Ein positiver Candida-IgG-Spiegel kann nun ganz unterschiedliche Gründe haben. Zum einen kann er von einer jahrlang zurückliegenden Schleimhautcandidose herrühren, die behandelt und ausgeheilt ist. Es kann eine akute Schleimhautcandidose mit massiver Ausbreitung vorliegen, eine chronische Schleimhautcandidose oder auch eine Systemcandidose. Diese Bandbreite der möglichen Ursachen macht die Schwierigkeiten bei der Bewertung immunologischer Befunde deutlich.

Zur Interpretation der Seroreaktion ist es wichtig, die Veränderung der Titer zu beachten und die Parallelität zwischen einem Titeranstieg und der Veränderung des klinischen Allgemeinzustandes zu korrelieren.
Erschwerend kommt hinzu, daß schwerkranke, immunsupprimierte Patienten (also Risikopatienten für Systemmykosen) unter Umständen immunologisch überhaupt nicht reagieren und somit auch keine Titerdynamik mehr aufweisen.

 

Nachfolgend seien einige Leitlinien für die Bewertung aufgeführt:

- Es kommt immer wieder vor, daß bei einer massiven Intestinalmykose einzelne Pilzzellen durch die Darmwand wachsen, mit weißen Blutkörperchen in Kontakt kommen und so einen Titeranstieg bewirken. Nach erfolgreicher Therapie bleiben diese Antikörper jahrelang im Blut.

- Aufgrund eines serologischen Befundes alleine kann man keine zuverlässigen Aussagen über den Zustand der Erkrankung, bzw. die anzuwendende Therapie treffen.

- Alle serologischen Befunde müssen im Zusammenhang mit dem klinischen Bild und der kulturellen Diagnostik interpretiert werden.

- Bei Verdacht auf eine Ausbreitung der Candida-Pilze auf dem Blutwege gibt eine Urinuntersuchung relativ zuverlässige Hinweise. Wenn Pilze in die Blutzirkulation gelangen, werden sie regelmäßig mit dem Urin ausgeschieden. Wichtig ist dabei, daß der Urin richtig entnommen wird, damit ein positiver Befund nicht auf Verunreinigungen beruht. Es empfiehlt sich generell bei Mann und Frau gleichzeitig Abstriche von den Genitalien zu machen.
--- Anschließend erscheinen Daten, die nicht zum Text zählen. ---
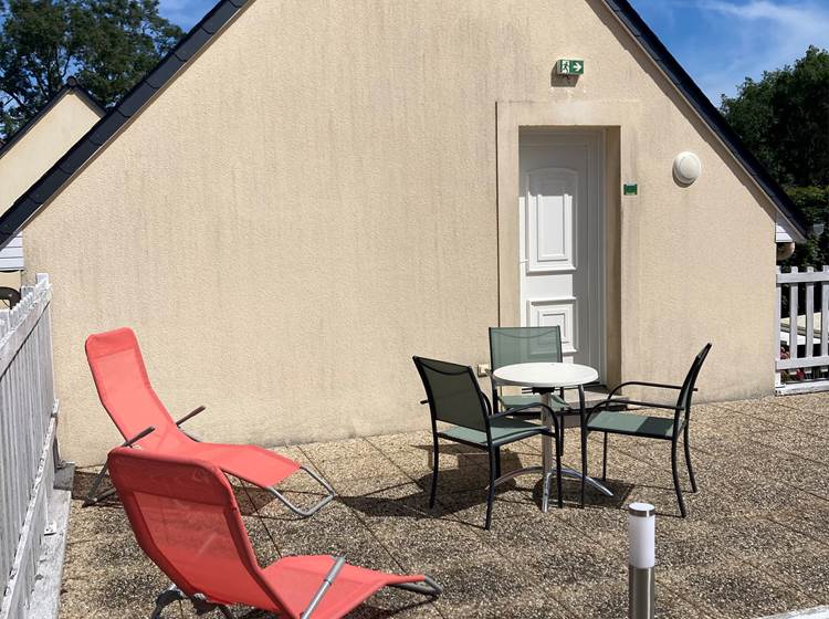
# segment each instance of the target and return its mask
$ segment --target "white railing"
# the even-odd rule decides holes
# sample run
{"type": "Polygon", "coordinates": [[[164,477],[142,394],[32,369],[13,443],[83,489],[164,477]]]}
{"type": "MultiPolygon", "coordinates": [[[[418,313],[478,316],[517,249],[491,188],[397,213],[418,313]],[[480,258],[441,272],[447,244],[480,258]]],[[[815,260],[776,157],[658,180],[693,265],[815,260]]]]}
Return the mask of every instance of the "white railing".
{"type": "Polygon", "coordinates": [[[778,266],[775,310],[775,329],[780,340],[775,360],[777,391],[829,390],[829,266],[820,271],[811,266],[798,271],[793,266],[788,273],[778,266]],[[817,312],[816,286],[820,295],[817,312]],[[788,308],[784,307],[785,302],[788,308]]]}
{"type": "Polygon", "coordinates": [[[0,619],[23,617],[54,481],[57,401],[46,275],[0,311],[0,619]]]}

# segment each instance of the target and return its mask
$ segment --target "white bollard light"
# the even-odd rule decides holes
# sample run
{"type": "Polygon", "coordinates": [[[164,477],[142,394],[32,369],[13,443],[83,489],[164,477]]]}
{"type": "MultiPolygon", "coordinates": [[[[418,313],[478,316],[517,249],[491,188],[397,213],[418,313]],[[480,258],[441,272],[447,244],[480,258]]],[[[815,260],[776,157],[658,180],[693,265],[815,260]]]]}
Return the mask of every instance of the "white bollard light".
{"type": "Polygon", "coordinates": [[[657,516],[650,503],[628,505],[628,619],[653,619],[657,516]]]}

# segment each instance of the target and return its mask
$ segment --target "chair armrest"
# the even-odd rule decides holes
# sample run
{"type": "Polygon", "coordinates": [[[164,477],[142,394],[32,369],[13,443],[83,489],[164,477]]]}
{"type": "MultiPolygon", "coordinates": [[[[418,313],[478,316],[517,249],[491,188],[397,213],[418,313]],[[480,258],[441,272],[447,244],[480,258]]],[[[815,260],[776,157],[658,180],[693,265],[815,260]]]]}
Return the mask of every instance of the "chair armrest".
{"type": "Polygon", "coordinates": [[[336,559],[334,560],[334,565],[328,570],[328,574],[323,577],[322,585],[319,585],[319,588],[316,590],[316,594],[314,594],[314,597],[311,598],[311,604],[308,604],[308,607],[303,610],[300,619],[308,619],[308,617],[311,617],[311,613],[314,612],[314,609],[319,604],[319,600],[323,599],[323,596],[325,596],[328,588],[334,584],[334,579],[339,574],[339,570],[343,569],[344,565],[345,557],[336,557],[336,559]]]}
{"type": "Polygon", "coordinates": [[[185,415],[181,419],[176,421],[176,426],[181,426],[185,421],[189,421],[190,419],[199,415],[206,408],[207,408],[206,406],[200,406],[199,408],[191,410],[190,412],[185,415]]]}
{"type": "Polygon", "coordinates": [[[642,408],[661,408],[665,410],[678,410],[676,405],[663,405],[660,402],[644,402],[639,400],[627,400],[627,399],[616,399],[612,400],[610,398],[606,400],[601,400],[599,403],[595,405],[590,410],[589,413],[592,415],[594,412],[597,412],[599,409],[605,408],[609,405],[618,405],[618,406],[629,406],[634,405],[642,408]]]}
{"type": "MultiPolygon", "coordinates": [[[[646,380],[628,380],[627,382],[622,382],[621,385],[617,385],[610,394],[608,394],[608,398],[612,398],[613,394],[616,394],[619,389],[622,387],[628,387],[629,385],[640,385],[642,387],[655,387],[658,389],[682,389],[682,385],[667,385],[664,382],[648,382],[646,380]]],[[[696,391],[696,387],[694,387],[694,391],[696,391]]]]}
{"type": "Polygon", "coordinates": [[[491,415],[490,419],[499,419],[501,417],[508,417],[510,415],[515,415],[516,412],[521,412],[522,410],[529,410],[534,408],[546,408],[547,412],[550,415],[555,415],[556,412],[549,408],[547,405],[543,405],[542,402],[534,402],[532,405],[526,405],[518,408],[511,408],[510,410],[503,410],[501,412],[496,412],[495,415],[491,415]]]}

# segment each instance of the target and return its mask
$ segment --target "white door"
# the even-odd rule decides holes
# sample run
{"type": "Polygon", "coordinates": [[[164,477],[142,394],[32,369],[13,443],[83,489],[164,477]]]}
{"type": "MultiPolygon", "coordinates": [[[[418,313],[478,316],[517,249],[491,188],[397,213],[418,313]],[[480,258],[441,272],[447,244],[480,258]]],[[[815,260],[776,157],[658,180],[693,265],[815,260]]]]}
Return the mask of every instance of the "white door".
{"type": "Polygon", "coordinates": [[[565,361],[604,377],[602,135],[521,135],[523,326],[558,325],[565,361]]]}

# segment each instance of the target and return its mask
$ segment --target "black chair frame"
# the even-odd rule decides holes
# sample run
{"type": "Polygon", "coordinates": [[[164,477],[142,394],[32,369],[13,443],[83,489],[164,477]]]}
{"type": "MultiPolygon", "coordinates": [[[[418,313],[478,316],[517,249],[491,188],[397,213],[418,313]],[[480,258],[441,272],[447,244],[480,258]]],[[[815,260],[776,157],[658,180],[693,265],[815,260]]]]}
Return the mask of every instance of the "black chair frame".
{"type": "MultiPolygon", "coordinates": [[[[696,485],[696,479],[694,478],[694,469],[691,464],[691,444],[689,442],[690,436],[690,418],[691,418],[691,402],[693,399],[693,394],[697,391],[695,385],[696,385],[696,378],[700,375],[700,370],[702,369],[702,365],[705,361],[705,357],[709,354],[709,350],[711,349],[711,344],[706,344],[703,349],[700,352],[699,355],[694,358],[694,363],[691,365],[691,369],[689,370],[688,375],[685,376],[685,380],[682,385],[668,385],[664,382],[649,382],[643,380],[628,380],[626,382],[622,382],[621,385],[618,385],[616,388],[613,388],[610,394],[608,394],[607,398],[602,401],[600,401],[598,405],[594,406],[588,413],[581,415],[581,430],[583,436],[585,437],[583,439],[583,444],[587,442],[587,436],[589,436],[590,432],[594,431],[600,431],[604,433],[604,440],[602,440],[602,453],[601,453],[601,479],[602,481],[607,480],[607,437],[608,434],[626,434],[626,436],[633,436],[633,437],[643,437],[648,439],[657,439],[657,440],[664,440],[671,442],[671,473],[673,475],[673,486],[676,492],[676,500],[680,505],[680,513],[682,517],[688,516],[688,508],[685,507],[685,501],[682,495],[682,486],[680,485],[680,475],[678,470],[678,455],[676,451],[679,449],[679,441],[680,438],[682,438],[683,448],[685,452],[685,466],[688,468],[688,474],[691,481],[691,491],[696,492],[697,485],[696,485]],[[638,386],[638,387],[648,387],[648,388],[655,388],[655,389],[671,389],[671,390],[678,390],[679,396],[676,398],[675,405],[667,405],[661,402],[650,402],[644,400],[630,400],[627,398],[613,398],[613,396],[622,388],[630,387],[630,386],[638,386]],[[673,431],[670,437],[665,437],[663,434],[657,433],[657,432],[648,432],[647,430],[636,430],[636,431],[625,431],[625,430],[604,430],[604,429],[590,429],[590,418],[596,415],[597,412],[600,412],[602,409],[609,409],[610,407],[622,407],[627,408],[628,406],[636,406],[639,409],[662,409],[662,410],[672,410],[673,411],[673,431]]],[[[586,459],[584,461],[584,474],[587,475],[587,464],[586,459]]],[[[581,504],[584,505],[584,489],[585,489],[585,482],[581,481],[581,504]]]]}
{"type": "MultiPolygon", "coordinates": [[[[553,411],[550,408],[533,403],[528,405],[526,407],[521,407],[520,409],[511,409],[503,412],[496,412],[493,413],[492,402],[486,397],[486,395],[481,390],[481,387],[478,382],[478,379],[475,378],[474,371],[469,366],[459,366],[463,368],[463,371],[469,373],[470,381],[472,385],[474,385],[474,388],[478,391],[478,397],[481,402],[481,415],[484,422],[484,428],[486,432],[486,445],[483,447],[479,443],[472,442],[472,441],[465,441],[462,439],[458,439],[457,437],[448,436],[444,432],[441,432],[438,430],[438,415],[434,403],[434,396],[432,394],[432,389],[429,384],[429,379],[426,376],[426,373],[423,371],[422,363],[429,363],[429,361],[437,361],[437,359],[427,359],[422,357],[412,357],[414,360],[414,365],[418,368],[418,374],[420,375],[421,380],[423,381],[423,388],[426,389],[427,399],[421,400],[421,405],[429,405],[429,412],[432,420],[432,450],[433,450],[433,458],[432,458],[432,483],[431,483],[431,491],[429,493],[429,507],[434,508],[434,502],[436,496],[438,492],[438,475],[440,472],[440,441],[439,439],[449,440],[455,443],[460,443],[473,449],[478,449],[481,451],[486,451],[489,454],[489,470],[490,470],[490,484],[487,486],[487,495],[486,495],[486,517],[484,522],[484,528],[489,529],[492,524],[492,505],[495,501],[495,487],[503,483],[504,481],[507,481],[512,479],[508,474],[502,478],[501,475],[501,450],[500,448],[510,444],[512,442],[517,442],[520,440],[523,440],[525,438],[529,438],[529,436],[524,436],[514,440],[505,441],[505,442],[499,442],[497,444],[494,443],[492,439],[492,420],[500,419],[504,417],[510,417],[514,415],[515,412],[520,412],[525,409],[533,409],[538,410],[539,408],[546,409],[547,413],[550,416],[550,419],[553,420],[553,431],[550,432],[547,430],[546,427],[539,426],[537,430],[537,434],[545,434],[548,437],[553,437],[555,439],[555,458],[556,458],[556,487],[558,491],[558,506],[564,506],[564,499],[563,499],[563,491],[562,491],[562,420],[559,415],[556,415],[555,411],[553,411]]],[[[445,363],[445,361],[440,361],[445,363]]],[[[434,367],[430,368],[432,371],[437,371],[434,367]]],[[[531,434],[532,436],[532,434],[531,434]]],[[[544,480],[544,483],[546,483],[546,480],[544,480]]]]}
- Eine System- bzw. Organmykose kann nur durch positive Befunde im klinischen Material (Sputum, Biopsate, Punktate, Magensaft, Urin, Liquor, etc.) in Verbindung mit der Titerdynamik gesichert diagnostiziert werden.

Therapie:
Eine Systemcandidose ist eine schwere Erkrankung und bedarf der systemischen antimykotischen Therapie.
Da Nystatin nicht weiter resorbiert wird, ist es hier nur zur oberflächlichen Behandlung (Darm, Inhalation) geeignet.

Ansonsten empfiehlt sich eine Therapie mit Amphotericin B in Verbindung mit Flucytosin (i. v.), Fluconazol oder Itraconazol.